This week, PJ actually planned ahead and told me he needed rice crispy treats for his 8th grade science lab, so off to the kitchen we go...
I pulled out the bag of snowmen marshmallows that we didn't use this winter. At the last minute I decided to double the batch to use up the glut of marshmallows left over this year...PJ and I love hot chocolate. I had a huge container of really big, really stale marshmallows. The recipes all said to use fresh ones, but how could fresh be different than stale? It's all just fluffy sugar, right???
You can see what's coming, can't you...
The snowmen dissolved into a blonde goo while the huge, stale marshmallows swam in that goo, unrelenting. Ten minutes went by. I stirred; nothing happened. I started chopping up the marshmallows. Now I had big chunks floating in a honey colored slop. It looked worse than ever. I pulled out the mixer. The chunks went through the beater like it was an amusement park ride--entertained but unaffected. I added milk. I stirred. I beat. I smashed. It just ended up being smaller chunks in a decidedly caramel hued sauce. By now it had been at least half an hour and if we didn't hurry PJ would be late for school. I gave up and started adding the rice. Six cups of rice went in and the chunks began to disappear. Another 6 cups of rice and it was a mass of sticky goo--no chunks to be seen. We poured it out on the foil hoping for the best.
My first taste on the edge confirmed what I suspected. All that extra time meant that a bunch of that sugar had caramelized. A dusting of Himalayan sea salt and, --voila'--I had the most addictive things I had tasted in a long time.
There are so many times that God starts refining us and we know we're in for some heat and mixing. We expect that it will be tough, but life turns out so much harder than we bargained for. If I had used fresh marshmallows, it would have been a 10 minute job. The marshmallows would have melted and I would have mixed and it would be done. Instead, I included some old, tough marshmallows that didn't want to respond to the heat and pressure I exerted. I added more stress--beating them. I added softness with milk. The pieces began to shrink, but they certainly didn't go away.

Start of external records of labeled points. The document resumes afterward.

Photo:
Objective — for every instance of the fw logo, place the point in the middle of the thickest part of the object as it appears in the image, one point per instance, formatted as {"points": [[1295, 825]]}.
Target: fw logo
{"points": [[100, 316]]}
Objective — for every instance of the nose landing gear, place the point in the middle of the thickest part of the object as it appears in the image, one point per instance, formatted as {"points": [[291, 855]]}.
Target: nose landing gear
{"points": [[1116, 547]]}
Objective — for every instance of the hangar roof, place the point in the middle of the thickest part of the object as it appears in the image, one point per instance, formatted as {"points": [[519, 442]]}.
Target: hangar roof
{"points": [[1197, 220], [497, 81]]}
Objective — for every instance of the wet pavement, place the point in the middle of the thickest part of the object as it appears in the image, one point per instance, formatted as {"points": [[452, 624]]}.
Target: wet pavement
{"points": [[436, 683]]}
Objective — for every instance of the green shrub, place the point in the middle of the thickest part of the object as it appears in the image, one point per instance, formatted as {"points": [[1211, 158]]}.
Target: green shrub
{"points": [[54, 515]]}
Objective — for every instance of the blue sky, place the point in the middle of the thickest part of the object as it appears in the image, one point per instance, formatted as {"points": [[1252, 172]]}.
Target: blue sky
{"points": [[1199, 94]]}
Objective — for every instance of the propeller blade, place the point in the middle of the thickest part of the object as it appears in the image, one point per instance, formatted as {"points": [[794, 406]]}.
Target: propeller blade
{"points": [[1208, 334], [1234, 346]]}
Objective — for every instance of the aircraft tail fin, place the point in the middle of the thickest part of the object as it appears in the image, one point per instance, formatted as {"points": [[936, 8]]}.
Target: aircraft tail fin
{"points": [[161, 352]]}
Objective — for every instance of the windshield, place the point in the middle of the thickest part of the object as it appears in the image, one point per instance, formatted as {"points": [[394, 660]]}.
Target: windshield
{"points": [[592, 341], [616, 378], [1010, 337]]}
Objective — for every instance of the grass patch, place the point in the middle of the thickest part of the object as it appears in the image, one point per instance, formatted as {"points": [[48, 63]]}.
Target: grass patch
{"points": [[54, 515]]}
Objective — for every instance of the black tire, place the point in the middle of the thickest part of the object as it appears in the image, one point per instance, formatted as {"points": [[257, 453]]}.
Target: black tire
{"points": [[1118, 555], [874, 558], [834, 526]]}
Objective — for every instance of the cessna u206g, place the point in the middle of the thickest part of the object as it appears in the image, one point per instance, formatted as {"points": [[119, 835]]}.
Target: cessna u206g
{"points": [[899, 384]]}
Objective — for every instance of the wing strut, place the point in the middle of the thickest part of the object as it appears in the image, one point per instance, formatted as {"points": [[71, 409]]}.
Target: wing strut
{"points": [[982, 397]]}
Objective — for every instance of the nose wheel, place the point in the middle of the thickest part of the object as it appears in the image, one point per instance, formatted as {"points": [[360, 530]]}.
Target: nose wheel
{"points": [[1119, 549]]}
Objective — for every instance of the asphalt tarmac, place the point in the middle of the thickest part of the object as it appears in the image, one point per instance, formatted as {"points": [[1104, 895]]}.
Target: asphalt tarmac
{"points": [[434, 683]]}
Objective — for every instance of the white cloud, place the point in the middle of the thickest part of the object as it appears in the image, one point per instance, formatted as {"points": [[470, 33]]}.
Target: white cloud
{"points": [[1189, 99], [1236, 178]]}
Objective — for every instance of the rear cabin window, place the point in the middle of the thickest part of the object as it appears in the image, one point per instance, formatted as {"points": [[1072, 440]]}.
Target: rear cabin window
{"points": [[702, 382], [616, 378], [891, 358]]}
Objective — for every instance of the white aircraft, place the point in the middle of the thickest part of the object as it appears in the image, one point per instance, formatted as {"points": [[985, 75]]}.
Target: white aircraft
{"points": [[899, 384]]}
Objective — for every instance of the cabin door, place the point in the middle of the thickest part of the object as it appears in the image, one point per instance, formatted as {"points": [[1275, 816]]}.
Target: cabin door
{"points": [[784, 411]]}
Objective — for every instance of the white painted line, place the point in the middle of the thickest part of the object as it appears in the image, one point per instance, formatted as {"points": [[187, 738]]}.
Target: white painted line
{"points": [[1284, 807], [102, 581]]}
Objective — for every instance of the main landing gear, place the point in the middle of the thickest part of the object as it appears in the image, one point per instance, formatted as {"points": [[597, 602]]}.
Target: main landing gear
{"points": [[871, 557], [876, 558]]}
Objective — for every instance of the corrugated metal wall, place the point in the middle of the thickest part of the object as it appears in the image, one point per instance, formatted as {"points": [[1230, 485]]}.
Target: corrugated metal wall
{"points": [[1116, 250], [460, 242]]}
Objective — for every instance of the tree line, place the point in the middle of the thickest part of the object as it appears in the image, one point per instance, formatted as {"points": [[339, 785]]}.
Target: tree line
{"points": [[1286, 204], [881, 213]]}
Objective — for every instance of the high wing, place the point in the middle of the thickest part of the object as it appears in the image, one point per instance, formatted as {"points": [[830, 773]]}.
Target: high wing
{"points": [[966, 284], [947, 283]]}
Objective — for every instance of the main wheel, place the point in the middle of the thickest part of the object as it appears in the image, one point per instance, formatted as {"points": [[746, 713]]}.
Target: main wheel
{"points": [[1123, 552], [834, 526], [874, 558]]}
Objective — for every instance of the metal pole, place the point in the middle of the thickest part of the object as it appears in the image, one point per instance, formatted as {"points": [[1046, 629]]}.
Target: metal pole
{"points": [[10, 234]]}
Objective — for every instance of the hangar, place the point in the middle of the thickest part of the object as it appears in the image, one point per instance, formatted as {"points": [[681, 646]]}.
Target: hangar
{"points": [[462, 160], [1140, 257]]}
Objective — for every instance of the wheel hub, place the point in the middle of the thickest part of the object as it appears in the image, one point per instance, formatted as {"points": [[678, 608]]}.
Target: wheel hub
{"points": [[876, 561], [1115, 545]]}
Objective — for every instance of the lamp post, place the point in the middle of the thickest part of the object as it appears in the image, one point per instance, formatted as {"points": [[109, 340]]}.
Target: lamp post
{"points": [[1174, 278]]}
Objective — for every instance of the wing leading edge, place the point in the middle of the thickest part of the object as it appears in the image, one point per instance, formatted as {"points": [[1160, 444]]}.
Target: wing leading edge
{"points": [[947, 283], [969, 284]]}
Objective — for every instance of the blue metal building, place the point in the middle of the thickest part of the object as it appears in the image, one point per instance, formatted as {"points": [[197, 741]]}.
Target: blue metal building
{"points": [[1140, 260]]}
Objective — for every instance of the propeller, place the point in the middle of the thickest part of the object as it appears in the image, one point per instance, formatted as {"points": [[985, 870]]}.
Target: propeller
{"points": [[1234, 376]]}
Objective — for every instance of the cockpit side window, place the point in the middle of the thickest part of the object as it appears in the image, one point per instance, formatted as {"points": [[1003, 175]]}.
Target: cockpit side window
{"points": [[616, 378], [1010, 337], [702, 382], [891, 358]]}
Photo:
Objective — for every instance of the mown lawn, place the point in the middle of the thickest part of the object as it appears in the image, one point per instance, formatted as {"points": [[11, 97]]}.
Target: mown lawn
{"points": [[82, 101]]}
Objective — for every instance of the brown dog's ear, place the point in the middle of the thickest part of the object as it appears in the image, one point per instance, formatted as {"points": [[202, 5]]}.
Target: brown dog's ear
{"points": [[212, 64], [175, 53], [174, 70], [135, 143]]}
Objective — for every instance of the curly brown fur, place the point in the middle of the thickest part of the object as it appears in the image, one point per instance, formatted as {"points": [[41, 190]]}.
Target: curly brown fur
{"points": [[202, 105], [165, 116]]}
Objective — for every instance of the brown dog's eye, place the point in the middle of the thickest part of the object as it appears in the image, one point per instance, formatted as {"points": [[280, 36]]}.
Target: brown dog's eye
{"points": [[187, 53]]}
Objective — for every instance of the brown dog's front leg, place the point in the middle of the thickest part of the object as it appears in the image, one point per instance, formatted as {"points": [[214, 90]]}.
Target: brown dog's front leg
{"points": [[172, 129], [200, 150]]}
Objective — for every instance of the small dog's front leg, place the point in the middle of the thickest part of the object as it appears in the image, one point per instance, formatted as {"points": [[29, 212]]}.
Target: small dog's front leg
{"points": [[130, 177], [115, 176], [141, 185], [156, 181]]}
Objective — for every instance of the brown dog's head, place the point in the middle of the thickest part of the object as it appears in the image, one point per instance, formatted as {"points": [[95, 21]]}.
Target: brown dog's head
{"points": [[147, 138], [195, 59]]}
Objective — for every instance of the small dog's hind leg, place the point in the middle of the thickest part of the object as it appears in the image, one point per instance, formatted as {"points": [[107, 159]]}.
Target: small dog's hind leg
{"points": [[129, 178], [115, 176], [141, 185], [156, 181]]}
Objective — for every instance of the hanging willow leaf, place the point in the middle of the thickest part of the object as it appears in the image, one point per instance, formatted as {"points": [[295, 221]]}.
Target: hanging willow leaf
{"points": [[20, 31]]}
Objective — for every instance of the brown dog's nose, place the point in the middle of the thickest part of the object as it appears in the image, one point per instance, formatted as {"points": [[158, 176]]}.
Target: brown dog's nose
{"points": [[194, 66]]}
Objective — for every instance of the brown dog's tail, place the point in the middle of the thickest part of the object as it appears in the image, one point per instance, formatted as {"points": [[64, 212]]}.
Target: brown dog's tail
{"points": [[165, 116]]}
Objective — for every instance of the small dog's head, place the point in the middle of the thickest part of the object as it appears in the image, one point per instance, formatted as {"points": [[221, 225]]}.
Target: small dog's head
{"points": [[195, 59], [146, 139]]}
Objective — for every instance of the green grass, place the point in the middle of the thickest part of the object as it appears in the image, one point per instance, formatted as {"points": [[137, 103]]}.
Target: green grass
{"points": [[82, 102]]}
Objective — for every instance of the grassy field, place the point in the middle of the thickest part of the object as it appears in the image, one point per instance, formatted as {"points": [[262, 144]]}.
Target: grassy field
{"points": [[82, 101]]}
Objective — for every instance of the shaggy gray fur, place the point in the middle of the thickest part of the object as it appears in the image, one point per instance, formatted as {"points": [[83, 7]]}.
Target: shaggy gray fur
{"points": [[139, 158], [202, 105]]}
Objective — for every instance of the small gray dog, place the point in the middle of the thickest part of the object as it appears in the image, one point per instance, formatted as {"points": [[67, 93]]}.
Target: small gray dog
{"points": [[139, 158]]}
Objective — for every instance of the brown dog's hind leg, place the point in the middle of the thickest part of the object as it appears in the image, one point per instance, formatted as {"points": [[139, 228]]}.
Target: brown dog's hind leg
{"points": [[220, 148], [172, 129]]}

It's easy to be jealous of some Christians. They face God's refining fire and they melt--they seem so usable so quickly. Then there's folks like us: quirky, tough, rough around the edges, stiff-necked, maybe even tainted. We go into the pot and our old habits swim around in our new nature seemingly unaffected. God sends more trouble our way and the habits only seem more obvious for the beating. He shows us His tender love and we still fret and argue. All the while, we remain in the fire of His presence wondering if the preparation will ever end; wondering if we will ever "arrive." Then suddenly, before we think we are ready, he plunges us into ministry. We squeal, "I can't do this yet!!" But as we work alongside Him, we find that those rough edges don't poke others quite as much. His fragrance seems to flavor our work in ways that are easy to see came from the long, painful hours alongside Him. He adds the Holy Spirit's power and influence not just within us, but for others too.
For our recipe, it may have taken longer and the outcome was uncertain, but the additional time and work added a flavor that was unexpected and delightful. For you, God's preparation may take more time than you think. The ground He starts from may be rocky and unprepared. The extra time is never wasted. Rice crispy treats are yummy when they take 10 minutes to make but they are a whole different kind of amazing when they take 30 minutes. Only the cook knows when it's done. Trust Him.